Anyway, what Drax is up to is building a space station (it jams radar, so nobody knows it's there) where he will populate it with beautiful people and build a master race. He will poison the earth with a gas made of orchids, killing everyone, and then repopulate with his beautiful people.

As with most Bond villians, Drax is absurdly rich, and some of the pleasures of Bond films is observing these guys. Drax lives in California, but in an estate that is completely French, even the stones. Even though the movie is stupid, Lonsdale gives the role the kind of arrogance one would expect of a rich guy who would do something like that. Every time he thinks Bond is dead and then sees him again, he says something really droll. But it's his own fault--just kill him!

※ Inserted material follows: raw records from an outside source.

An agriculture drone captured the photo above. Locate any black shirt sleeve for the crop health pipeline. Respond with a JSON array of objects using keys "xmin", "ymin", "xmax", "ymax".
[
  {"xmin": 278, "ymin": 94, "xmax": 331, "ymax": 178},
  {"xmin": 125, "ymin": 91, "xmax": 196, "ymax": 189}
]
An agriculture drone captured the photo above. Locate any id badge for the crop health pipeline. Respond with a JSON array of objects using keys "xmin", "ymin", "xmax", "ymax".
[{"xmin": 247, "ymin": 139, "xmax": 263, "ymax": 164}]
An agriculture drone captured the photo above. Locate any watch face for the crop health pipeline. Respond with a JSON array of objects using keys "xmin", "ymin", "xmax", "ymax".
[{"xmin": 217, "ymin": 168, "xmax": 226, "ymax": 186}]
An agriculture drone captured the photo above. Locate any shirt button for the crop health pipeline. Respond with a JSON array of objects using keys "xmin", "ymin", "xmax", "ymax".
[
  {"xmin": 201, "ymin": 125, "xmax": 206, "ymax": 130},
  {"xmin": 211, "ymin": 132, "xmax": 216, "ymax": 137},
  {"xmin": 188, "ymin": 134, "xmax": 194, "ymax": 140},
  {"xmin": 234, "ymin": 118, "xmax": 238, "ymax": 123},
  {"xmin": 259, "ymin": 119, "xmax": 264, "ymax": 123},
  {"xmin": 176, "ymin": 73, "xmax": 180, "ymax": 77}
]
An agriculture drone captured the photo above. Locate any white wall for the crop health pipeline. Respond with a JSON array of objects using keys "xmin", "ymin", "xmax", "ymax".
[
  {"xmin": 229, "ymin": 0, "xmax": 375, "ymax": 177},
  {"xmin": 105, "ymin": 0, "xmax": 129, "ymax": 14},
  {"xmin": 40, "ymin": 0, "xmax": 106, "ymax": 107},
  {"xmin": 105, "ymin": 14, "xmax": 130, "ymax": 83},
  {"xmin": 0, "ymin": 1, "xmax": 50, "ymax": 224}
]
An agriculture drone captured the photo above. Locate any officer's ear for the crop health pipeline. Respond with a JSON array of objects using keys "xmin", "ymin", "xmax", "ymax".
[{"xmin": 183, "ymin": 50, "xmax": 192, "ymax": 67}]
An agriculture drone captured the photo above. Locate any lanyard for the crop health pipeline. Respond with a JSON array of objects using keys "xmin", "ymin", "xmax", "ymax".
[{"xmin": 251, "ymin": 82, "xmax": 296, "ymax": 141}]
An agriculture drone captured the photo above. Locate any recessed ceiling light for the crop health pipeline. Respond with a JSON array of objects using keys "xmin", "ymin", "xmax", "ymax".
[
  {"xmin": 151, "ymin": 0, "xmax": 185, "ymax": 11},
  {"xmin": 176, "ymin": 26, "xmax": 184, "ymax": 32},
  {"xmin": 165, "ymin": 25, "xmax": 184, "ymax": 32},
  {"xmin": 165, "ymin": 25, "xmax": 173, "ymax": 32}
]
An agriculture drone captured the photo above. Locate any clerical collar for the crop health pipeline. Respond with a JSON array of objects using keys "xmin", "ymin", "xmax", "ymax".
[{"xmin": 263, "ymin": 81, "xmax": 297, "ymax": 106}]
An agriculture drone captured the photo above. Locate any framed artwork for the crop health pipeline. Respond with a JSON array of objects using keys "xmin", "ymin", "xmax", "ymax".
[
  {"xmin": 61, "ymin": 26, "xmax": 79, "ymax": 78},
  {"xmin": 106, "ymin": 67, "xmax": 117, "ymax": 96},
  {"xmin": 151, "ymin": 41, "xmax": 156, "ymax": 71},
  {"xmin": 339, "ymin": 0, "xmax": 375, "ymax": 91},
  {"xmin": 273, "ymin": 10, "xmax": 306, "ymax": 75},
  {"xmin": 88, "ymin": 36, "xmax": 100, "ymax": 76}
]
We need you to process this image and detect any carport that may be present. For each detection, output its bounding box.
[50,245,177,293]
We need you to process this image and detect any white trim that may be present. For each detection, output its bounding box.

What really drags this movie down is the Bond girl, Lois Chiles. She plays Holly Goodhead, a CIA agent going undercover in Drax's operation. She's a lovely lady but gives one of the most wooden performances in the history of acting. I don't think there's any inflection in any line she delivers. And after watching a few of these movies close together Bond's promiscuity becomes more distasteful. In this film he just moves in and kisses women, whether they give him a signal to or not. It's just icky.

There's also an amusing if disheartening use of product placements. After an escape on a cable car in Rio, Bond is led on chase and goes past billboards for 7UP, Marlboro, British Airways, and Seiko. All of them are thanked in the closing credits.

On the plus side, Richard Kiel returns as Jaws, the very tall hit man with metal teeth. In this film, though, he is given a love interest, gets to be the good guy, and even says a line. All this due to popular demand. There is also some cleverness from the music supervisor. A pass code into a secret laboratory are the five key notes from Close Encounters of the Third Kind, and the theme from The Magnificent Seven is heard as Bond rides across the pampas.

I wouldn't say this is the worst Bond film ever made--I haven't seen all of the Pierce Brosnan ones--but it's not a good one. Even the theme song is unremarkable.